Industrie agroalimentaire helvétique en danger

Une partie de l’industrie de transformation indigène n’est pas intéressée par la con­quête des marchés d’exportation mais a pour vocation de fournir le marché suisse en produits de qualité. Ces entreprises, qui seraient durement touchées par une ouverture des fronti­ères, représentent une part non négligeable du tissu industriel helvétique et ne peuvent donc pas être ignorées.
Par ailleurs, les entreprises de transformation ne pourront pas se battre d’égal à égal avec leurs concurrentes européennes. En effet, elles ne bénéficient pas des mêmes conditions cadre, notamment au niveau des coûts de main-d’œuvre. En plus, l’Union europé­enne offre des soutiens aux investissements nettement plus élevés que ce que peuvent espérer les entreprises helvétiques. Enfin, dans de nombreux secteurs, il sera tout simplement impossible de régater avec la concurrence étrangère pour des questions d’échelles. Par exemple, même s’il n’y avait qu’une seule sucrerie en Suisse, celle-ci serait bien plus petite que nombre d’établissements ailleurs en Europe.
Pour terminer, il faut rappeler que l’industrie de transformation profite également d’une structure de production fonctionnelle ainsi que de l’image porteuse de la Suisse (pay­sage préservé notamment). Ceci lui offre des arguments pour négocier avec les distributeurs à l’étranger.

Politique interne

Non-sens écologique

La Suisse tente depuis des années de se profiler en tant que pays où il fait bon vivre et particulièrement respectueux de l’environnement. La conclusion d’un ALEA représenterait un virage à 180 degrés par rapport à cette vision puisqu’une baisse des prix obligerait les agriculteurs à rationaliser la production. Ceci conduirait à l’agriculture concentrée et « industrielle » dont précisément la population ne veut pas. Par ailleurs, une augmentation des importations signifie également une augmentation du trafic des marchandises, des bouchons sur la route et des rejets de CO2. Alors que nous savons déjà que les objectifs de Kyoto seront difficiles à remplir, vaut-il la peine d’en rajouter?

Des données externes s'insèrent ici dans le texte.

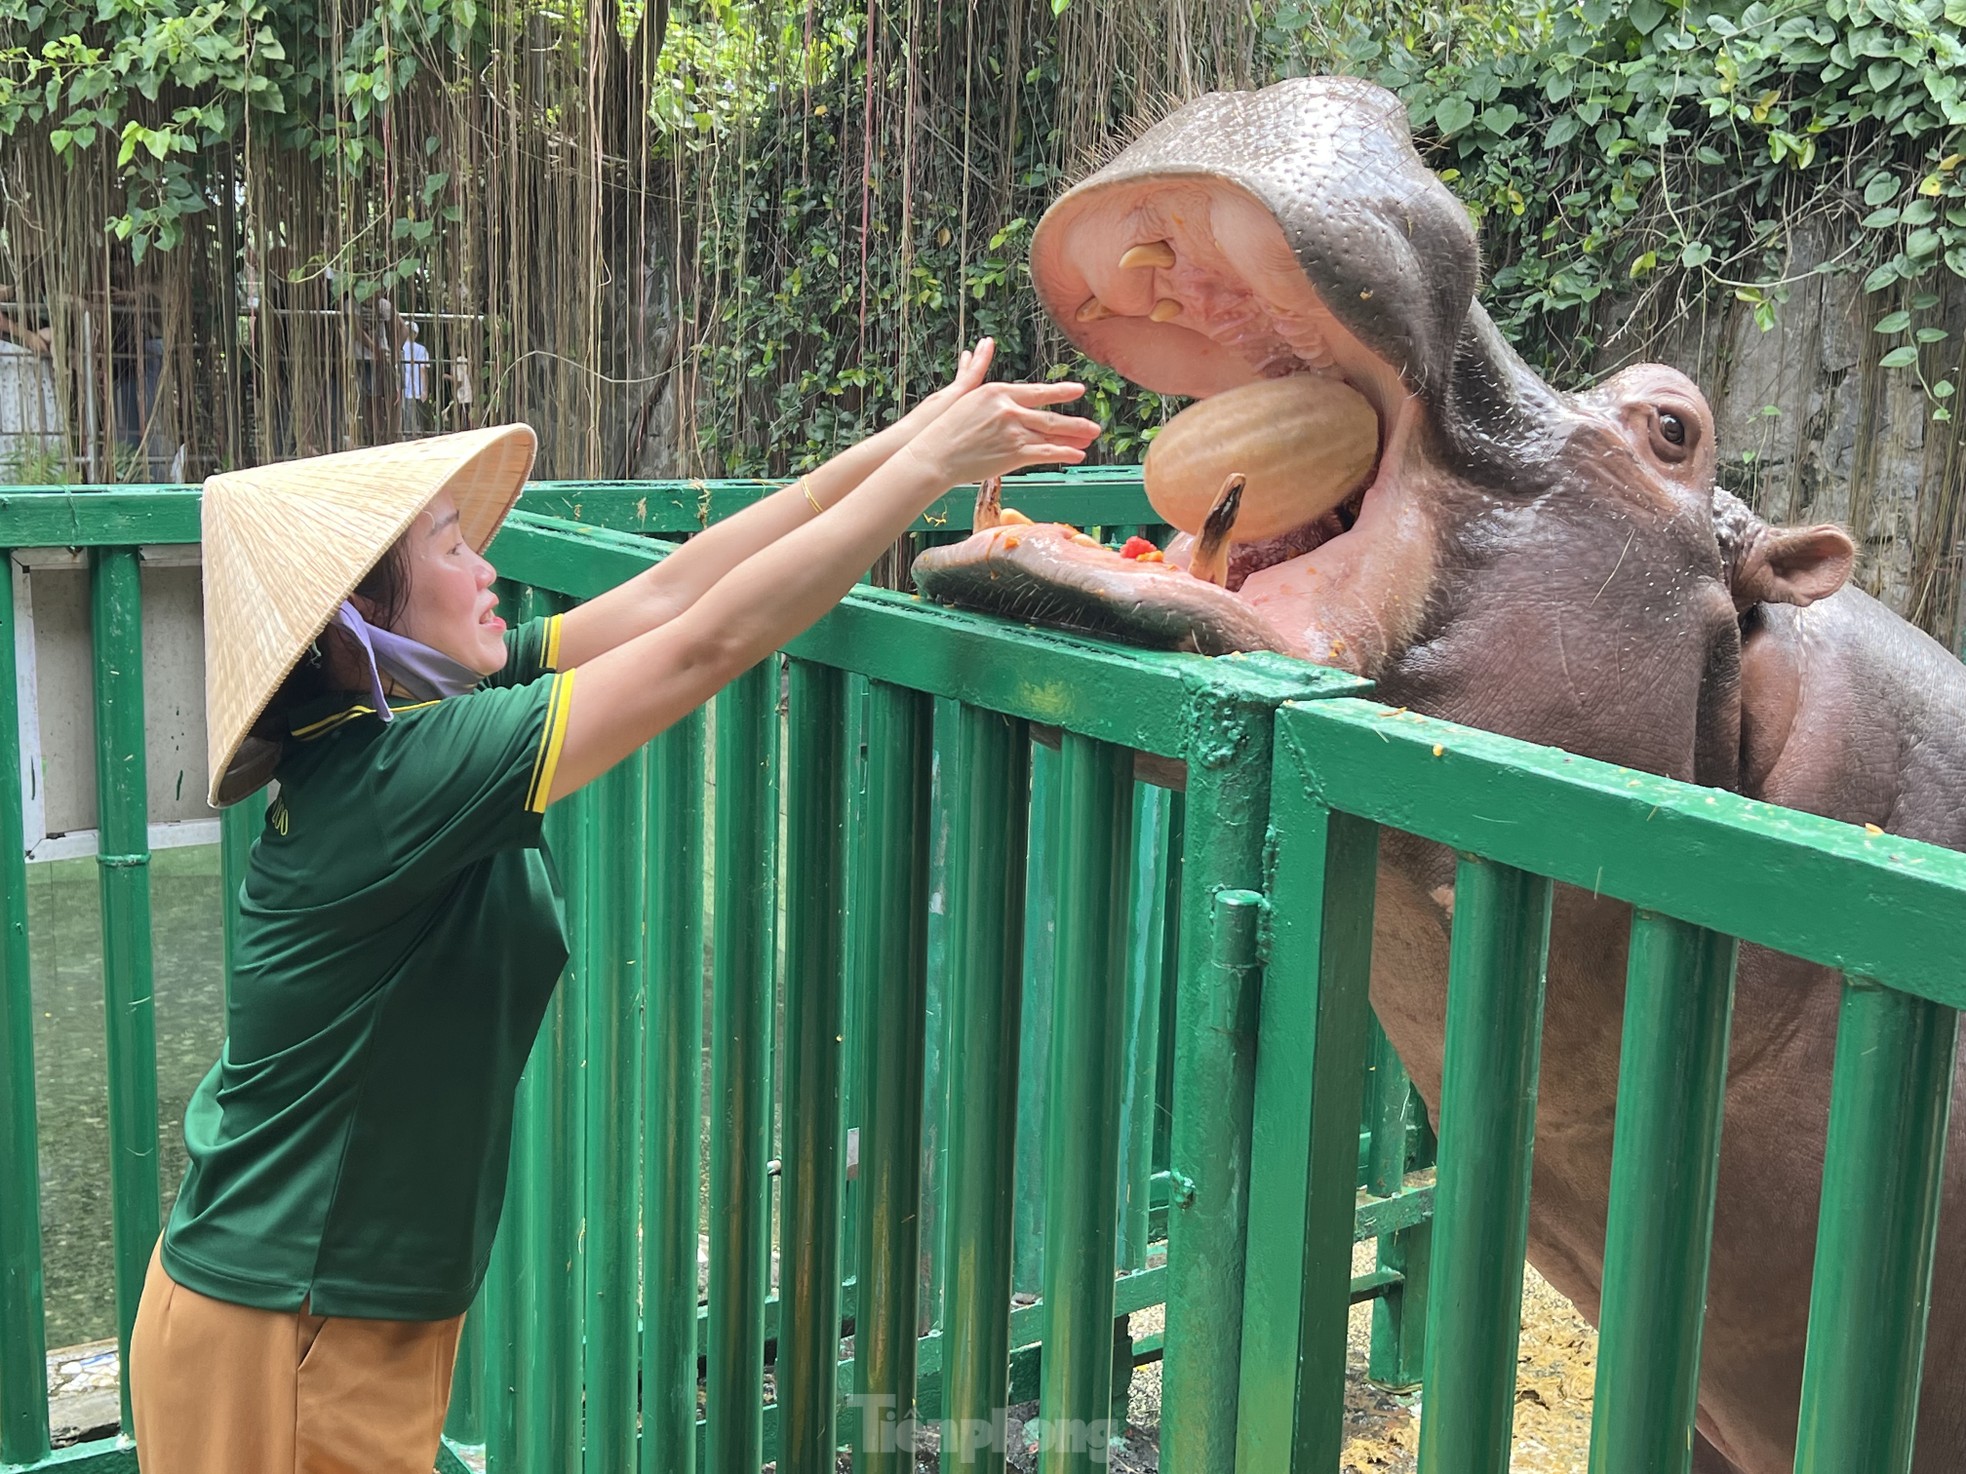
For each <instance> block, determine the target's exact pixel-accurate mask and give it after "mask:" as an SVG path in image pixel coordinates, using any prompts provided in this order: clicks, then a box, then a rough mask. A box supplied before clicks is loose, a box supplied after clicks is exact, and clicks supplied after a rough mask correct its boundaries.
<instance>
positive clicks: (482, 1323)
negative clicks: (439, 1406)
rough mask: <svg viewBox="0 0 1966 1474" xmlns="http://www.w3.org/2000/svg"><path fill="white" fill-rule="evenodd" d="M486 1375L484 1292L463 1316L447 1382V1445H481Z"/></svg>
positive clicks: (485, 1349) (444, 1432) (446, 1421)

Dangereuse perte de souveraineté

En concluant un ALEA, la Suisse perdrait une bonne partie de sa souveraineté au niveau de la politique agricole et des législations qui y sont liées. Ainsi, dans son communiqué de presse du 4 novembre 2008 concernant l’ouverture des négociations, la Commission europé­enne considère que «l’adoption de l’acquis devrait constituer un point essentiel de l’accord à venir». Même s’il ne s’agit évidemment pas d’une reprise de la politique agri­cole commune (PAC), de telles intentions donnent une idée de la marge de manœuvre réelle laissée à la Confédération. La mise en consultation déjà évoquée de la nouvelle loi sur les denrées alimentaire n’est d’ailleurs pas de nature à rassurer.